Плохо ли ему живется? Да черт его разберет… Это смотря что под этим «плохо» понимать. Пока Рат жив, наверное, даже хорошо. Эх, прав был Ратников, миллион раз прав! Тонка у него, у Азарова, кишка… Иначе бы давно придушил начальничка и сам стал на его место. И никто бы не заметил перемены: весь порядок держится на нем, на Координаторе.
Кто придумал проводить переписи активов два раза в год? Он, Координатор! Не было бы этого, как бы узнали о надвигающемся голоде и о грядущем вымирании?
Или вот эта его, Координатора, идея с легализацией проституции? Как там Рат это обозвал? «Программа воспроизводства народонаселения»… Фу, придумает же, язык сломаешь! Сразу видно — бывший мент. Да только как ни обзывай все это, все равно суть одна. И какими бы целями ни прикрывались, все равно это — проституция! Правда, Координатору это его нововведение нравилось больше всех. Не скучно. В отдельной тетради он учитывал всех переженившихся, их степени родства и детей, родившихся от этих браков. И внебрачных детей тоже. И пары тоже он подбирал. А еще внимательно следил, чтоб какая дамочка от повинности не сбежала — повадились некоторые возраст свой скрывать…
А кто настоял, чтоб все без исключения учились, и не только по школьной программе? Правда, лично ему, Координатору, это на фиг не нужно. Какое ему дело, учеными они помрут или неучами? Но это надо Рату — тот возомнил себя отцом-основателем нового мира, этаким Джорджем Вашингтоном!
Да ладно, пусть тешится. На их век хватит. И Марку еще достанется. А потом все равно все сдохнут. Наверху с каждым годом все хуже, им тут просто несказанно повезло, но годок-другой — и твари сюда тоже доберутся. И сколько они тогда продержатся, с заклинившей-то гермой? Про муринцев вообще речи не идет. Сдохнут, все сдохнут. Или Веган доберется. Все сказки Рата, что их не достать, — все равно сказки. Надо — зададутся целью, — и ничто их не остановит…

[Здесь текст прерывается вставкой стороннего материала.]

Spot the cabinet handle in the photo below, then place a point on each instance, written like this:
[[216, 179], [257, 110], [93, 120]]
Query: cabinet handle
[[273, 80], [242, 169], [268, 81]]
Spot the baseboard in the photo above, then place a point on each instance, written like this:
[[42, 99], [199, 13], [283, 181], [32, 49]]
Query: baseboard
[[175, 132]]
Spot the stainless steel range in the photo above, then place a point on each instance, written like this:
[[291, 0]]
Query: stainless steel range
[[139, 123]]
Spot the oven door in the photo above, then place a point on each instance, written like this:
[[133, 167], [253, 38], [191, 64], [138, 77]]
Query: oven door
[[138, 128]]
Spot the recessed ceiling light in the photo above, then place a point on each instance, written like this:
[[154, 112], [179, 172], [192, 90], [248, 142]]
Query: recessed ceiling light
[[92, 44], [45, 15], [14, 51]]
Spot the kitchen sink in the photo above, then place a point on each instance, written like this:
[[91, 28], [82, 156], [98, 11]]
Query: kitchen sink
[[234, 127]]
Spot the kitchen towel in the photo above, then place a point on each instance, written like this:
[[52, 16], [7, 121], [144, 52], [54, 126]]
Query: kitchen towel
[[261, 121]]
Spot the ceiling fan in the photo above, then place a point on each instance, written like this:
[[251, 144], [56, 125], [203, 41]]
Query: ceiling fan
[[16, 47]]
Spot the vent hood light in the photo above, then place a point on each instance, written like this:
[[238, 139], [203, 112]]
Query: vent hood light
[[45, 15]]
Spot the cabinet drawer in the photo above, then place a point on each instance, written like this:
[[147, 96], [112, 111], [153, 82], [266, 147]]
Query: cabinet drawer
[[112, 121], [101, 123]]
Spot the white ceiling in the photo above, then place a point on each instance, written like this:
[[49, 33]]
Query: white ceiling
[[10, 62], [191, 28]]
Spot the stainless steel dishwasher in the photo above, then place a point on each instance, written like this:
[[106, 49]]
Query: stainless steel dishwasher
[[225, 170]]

Нет, все-таки Рат прав… Тонка у него кишка. Поэтому он будет терпеть Рата! Когда-то он согласился на все это ради Алисы с сыном. Жены давно нет, но остался Марк. И мальчик очень в нем нуждается, очень…
Координатор никогда не думал, что ему будет так сложно с ним. Сын, наследник! Он любил его больше жизни. Но Марк тянулся к матери. Немудрено, после того, что с ним произошло тогда. Правда, баловала его Алиса, ой, баловала. Маменькин сынок, и внешне — тоже ее копия. Красавчик. Плохо стало, когда Алиса умерла. Марку тогда тринадцать было, самый сложный возраст. После этого сын вообще как с цепи сорвался. Координатору иногда казалось, что он за что-то мстит ему: Марк внимательно наблюдал за отцом и бил по самым больным местам.